The delay has to do with plans to remove from the combat zone more than a million non-Hamas Gazans who are sheltering in the Rafah area. The Biden administration seems less interested in victory over Hamas than in preventing what it fears would lead to a humanitarian catastrophe. Mr. Biden reportedly said that a large IDF operation at Rafah would be a “red line” for him.   

Following widely publicized clashes over Rafah between Washington and Jerusalem, “the White House realized it is not enough to tell the Israelis what not to do but there is also a need to present a U.S. alternative,” Axios reports. “In recent days several alternatives to an immediate Israeli ground invasion of Rafah have been discussed inside the administration.”

Such ideas are cooked up by officials who are as concerned about domestic politics as about geostrategy.
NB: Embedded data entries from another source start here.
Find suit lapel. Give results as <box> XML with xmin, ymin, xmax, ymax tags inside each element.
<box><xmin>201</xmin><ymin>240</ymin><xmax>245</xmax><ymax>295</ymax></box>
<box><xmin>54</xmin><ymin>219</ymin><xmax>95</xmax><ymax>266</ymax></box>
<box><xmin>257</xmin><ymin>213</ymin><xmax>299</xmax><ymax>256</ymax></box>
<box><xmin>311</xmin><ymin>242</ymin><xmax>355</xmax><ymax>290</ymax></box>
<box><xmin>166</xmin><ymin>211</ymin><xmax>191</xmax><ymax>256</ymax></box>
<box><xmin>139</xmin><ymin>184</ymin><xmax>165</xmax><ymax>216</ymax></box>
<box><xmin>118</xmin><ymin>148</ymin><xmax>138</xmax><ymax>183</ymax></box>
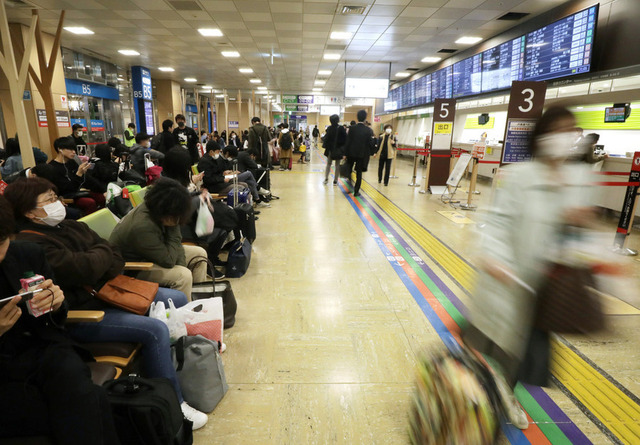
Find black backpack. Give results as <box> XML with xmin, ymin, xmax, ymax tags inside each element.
<box><xmin>280</xmin><ymin>132</ymin><xmax>292</xmax><ymax>149</ymax></box>
<box><xmin>104</xmin><ymin>375</ymin><xmax>193</xmax><ymax>445</ymax></box>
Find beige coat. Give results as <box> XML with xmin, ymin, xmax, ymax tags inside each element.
<box><xmin>470</xmin><ymin>160</ymin><xmax>594</xmax><ymax>359</ymax></box>
<box><xmin>376</xmin><ymin>133</ymin><xmax>396</xmax><ymax>159</ymax></box>
<box><xmin>278</xmin><ymin>130</ymin><xmax>293</xmax><ymax>158</ymax></box>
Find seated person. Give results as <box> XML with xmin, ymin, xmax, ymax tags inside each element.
<box><xmin>0</xmin><ymin>138</ymin><xmax>23</xmax><ymax>178</ymax></box>
<box><xmin>163</xmin><ymin>148</ymin><xmax>230</xmax><ymax>276</ymax></box>
<box><xmin>0</xmin><ymin>196</ymin><xmax>120</xmax><ymax>443</ymax></box>
<box><xmin>91</xmin><ymin>143</ymin><xmax>119</xmax><ymax>192</ymax></box>
<box><xmin>109</xmin><ymin>178</ymin><xmax>208</xmax><ymax>298</ymax></box>
<box><xmin>48</xmin><ymin>136</ymin><xmax>105</xmax><ymax>215</ymax></box>
<box><xmin>221</xmin><ymin>146</ymin><xmax>271</xmax><ymax>207</ymax></box>
<box><xmin>130</xmin><ymin>132</ymin><xmax>165</xmax><ymax>175</ymax></box>
<box><xmin>237</xmin><ymin>148</ymin><xmax>272</xmax><ymax>191</ymax></box>
<box><xmin>4</xmin><ymin>178</ymin><xmax>208</xmax><ymax>430</ymax></box>
<box><xmin>108</xmin><ymin>136</ymin><xmax>129</xmax><ymax>162</ymax></box>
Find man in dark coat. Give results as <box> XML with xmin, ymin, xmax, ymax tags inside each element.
<box><xmin>343</xmin><ymin>109</ymin><xmax>374</xmax><ymax>197</ymax></box>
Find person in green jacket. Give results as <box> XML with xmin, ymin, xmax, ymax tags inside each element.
<box><xmin>124</xmin><ymin>122</ymin><xmax>136</xmax><ymax>148</ymax></box>
<box><xmin>109</xmin><ymin>178</ymin><xmax>207</xmax><ymax>298</ymax></box>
Rushing the Kabul evacuation was dictated by Mr. Biden’s campaign vow to end the war on its 20th anniversary. America’s retreat from fully supporting the war against Hamas is at least partially influenced by anti-Israel constituents in states that could determine Mr. Biden’s re-election prospects.

The Afghanistan debacle severely dimmed America’s can-do image and damaged its status as top world power. Adversaries were emboldened and global wars proliferated. A beleaguered ally’s victory in Gaza could begin to repair the damage.